Reddito di cittadinanza, ecco come cambiarlo

«L’auspicio è che si riapra una fase di confronto tra la politica, le istituzioni competenti, la società civile e le parti sociali, perché il provvedimento così com’è è sovraccarico di funzioni e, conseguentemente, di aspettative che non riesce a soddisfare». L'intervento del portavoce dell'Alleanza contro la povertà e presidente delle Acli

di Roberto Rossini

La legge di bilancio 2020 ha confermato gli stanziamenti previsti per il Reddito di cittadinanza. È sicuramente una buona notizia, visto il significativo impatto che ha avuto la misura a circa un anno dalla sua effettiva entrata in vigore (marzo 2019): le domande accolte sono state più di un milione (1.066.110) e quelle in lavorazione sono 112.396, per un totale di 2.451.953 persone raggiunte e un importo medio di 484,44 euro. Numeri importanti in un Paese che fino a due anni fa non disponeva di alcuna misura strutturale di contrasto alla povertà, pur a fronte di 5 milioni di poveri (dato Istat). È una buona notizia anche la recente apertura del presidente dell’Inps, Pasquale Tridico, ad una possibile revisione della misura che, nonostante gli aspetti positivi sottolineati, presenta ancora una serie di criticità.

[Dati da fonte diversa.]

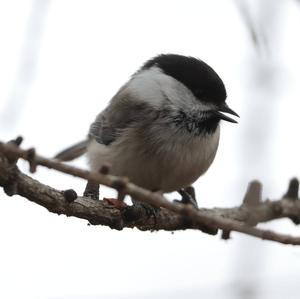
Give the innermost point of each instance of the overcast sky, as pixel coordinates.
(62, 61)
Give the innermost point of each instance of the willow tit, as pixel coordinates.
(162, 128)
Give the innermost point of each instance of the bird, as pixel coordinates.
(161, 130)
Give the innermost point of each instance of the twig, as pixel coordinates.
(233, 219)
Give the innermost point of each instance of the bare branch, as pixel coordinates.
(173, 216)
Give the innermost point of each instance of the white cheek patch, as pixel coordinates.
(155, 87)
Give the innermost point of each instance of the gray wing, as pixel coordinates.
(123, 111)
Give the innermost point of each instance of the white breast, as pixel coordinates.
(169, 165)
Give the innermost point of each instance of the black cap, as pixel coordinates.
(195, 74)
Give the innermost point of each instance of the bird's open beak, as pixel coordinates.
(224, 108)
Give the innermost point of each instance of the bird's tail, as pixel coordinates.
(73, 151)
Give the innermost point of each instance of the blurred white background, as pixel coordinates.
(62, 61)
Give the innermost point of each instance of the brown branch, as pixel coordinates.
(173, 216)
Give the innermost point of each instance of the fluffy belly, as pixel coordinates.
(166, 167)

L’auspicio è che si riapra una fase di confronto tra la politica, le istituzioni competenti, la società civile e le parti sociali, perché il provvedimento così com’è è sovraccarico di funzioni e, conseguentemente, di aspettative. Andrebbero, pertanto, rimodulati gli obiettivi, o quantomeno, individuate delle priorità.

L’Alleanza contro la povertà in Italia ha più volte esplicitato le proprie perplessità relative alla natura stessa dello strumento che, in modo esplicito, persegue due obiettivi molto ambiziosi (da una parte, dare una risposta a quanti vivono in povertà; dall’altra, stimolare l’occupazione) e, durante tutto l’iter legislativo, ci siamo impegnati per introdurre alcuni essenziali correttivi alla misura, che però ancora presenta limiti oggettivi.

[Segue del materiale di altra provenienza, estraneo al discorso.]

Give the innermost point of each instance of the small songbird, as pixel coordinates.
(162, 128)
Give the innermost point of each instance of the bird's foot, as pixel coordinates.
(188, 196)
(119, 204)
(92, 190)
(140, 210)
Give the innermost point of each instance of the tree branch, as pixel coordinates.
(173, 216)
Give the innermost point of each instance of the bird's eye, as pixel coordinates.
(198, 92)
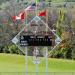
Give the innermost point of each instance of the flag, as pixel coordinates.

I problemi non attengono solo la cosiddetta “seconda fase” del RdC, quella dell’inclusione socio-lavorativa dei beneficiari, quella “attiva”, sulla quale si concentrano attualmente le maggiori attenzioni. Anche la componente “passiva” della misura necessita di importanti correttivi perché sia più equa ed equilibrata

I problemi non attengono solo la cosiddetta “seconda fase” del RdC, quella dell’inclusione socio-lavorativa dei beneficiari, quella “attiva”, sulla quale si concentrano attualmente le maggiori attenzioni. Anche la componente “passiva” della misura necessita di importanti correttivi perché sia più equa ed equilibrata in favore delle due categorie di soggetti maggiormente penalizzate dalla norma: i minori – e più in generale le famiglie numerose – e gli stranieri. La scala di equivalenza in base alla quale è calcolato l’importo del beneficio economico è troppo sbilanciata in favore delle famiglie senza minori, in particolare quelle con 2 e soprattutto 1 componente. Il RdC dovrebbe, dunque prestare maggiore attenzione alla povertà minorile che, insieme a quella giovanile, è il fenomeno più preoccupante all’interno della diffusione della povertà: i bambini e gli adolescenti in povertà assoluta oggi in Italia sono 1,2 milioni (il 12,1% dei minori di 18 anni). Quanto agli stranieri, che nel nostro Paese sono 1 povero su 3, i requisiti di accesso al RdC sono talmente stringenti che per loro è quasi impossibile ottenerne il riconoscimento. La norma che consente l'accesso alla misura solo ai cittadini stranieri residenti in Italia da almeno 10 anni è inaccettabile.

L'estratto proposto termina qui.